Fortunately, a returning wasps' nest tucked under the eaves required only a step stool for me to eyeball their papery home. I waited for dusk when (I hoped) the insects had retired after a day of terrifying my grandchildren. I gulped a deep breath and sprayed a lethal cloud to wipe out an entire colony of God's creatures while decimating the food chain and destroying the environment for the next generation.
I never told my kids how close they came to receiving an early inheritance as I survived another week of home maintenance and escaped Last Rites from Raid.
Of course, there's always a chance of tripping over the tree roots recently unearthed in my lawn-gone landscape, slipping on the unpadded Oriental rugs to better let the radiant heat through, or colliding with the double-paned sliding glass door rushing for a robo-call.
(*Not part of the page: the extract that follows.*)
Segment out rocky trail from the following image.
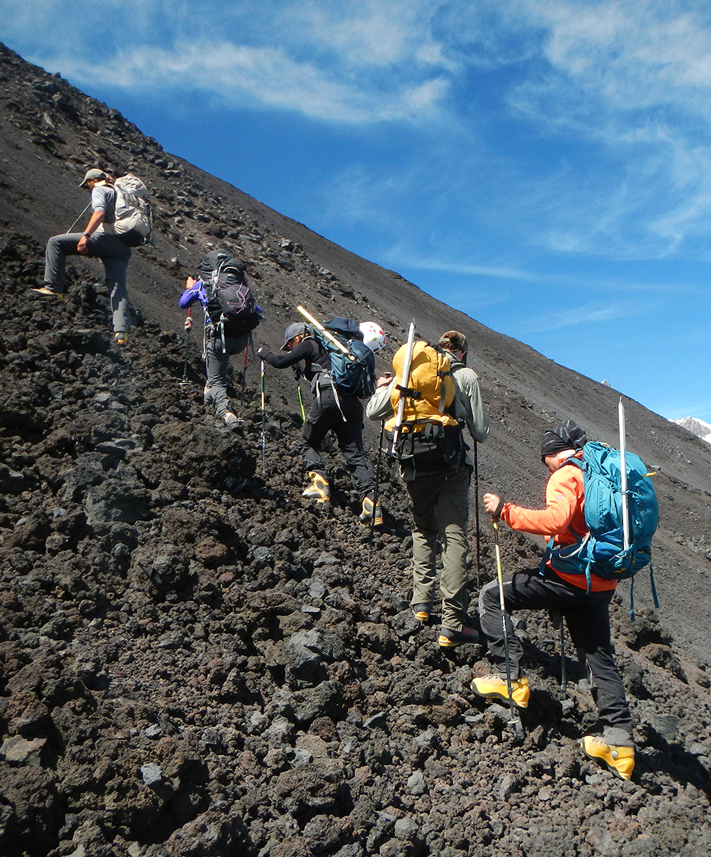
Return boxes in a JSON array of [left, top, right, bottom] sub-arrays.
[[0, 236, 710, 857]]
There's certainly the omnipresent fear of further battering by one of the lurking bins.
Talk about living -- or dying -- on the edge, I've got it all: hard plastic, decorative wood, sheer glass and shiny stainless steel.
I try to look on the bright side. None of that same old banal slipping in the bathtub for this aging homeowner. I hope my demise will exhibit some dramatic flair, perhaps snagged by a garden hose snaked around my ankle as I crash unconscious on the pool coping and, Ophelia-like, gracefully drown. I've always enjoyed the out-of-doors, and my children will thank me for a quick exit. Then, as my son suggested, they can just scoop my body right into the compost bin (green or blue), all ready to recycle.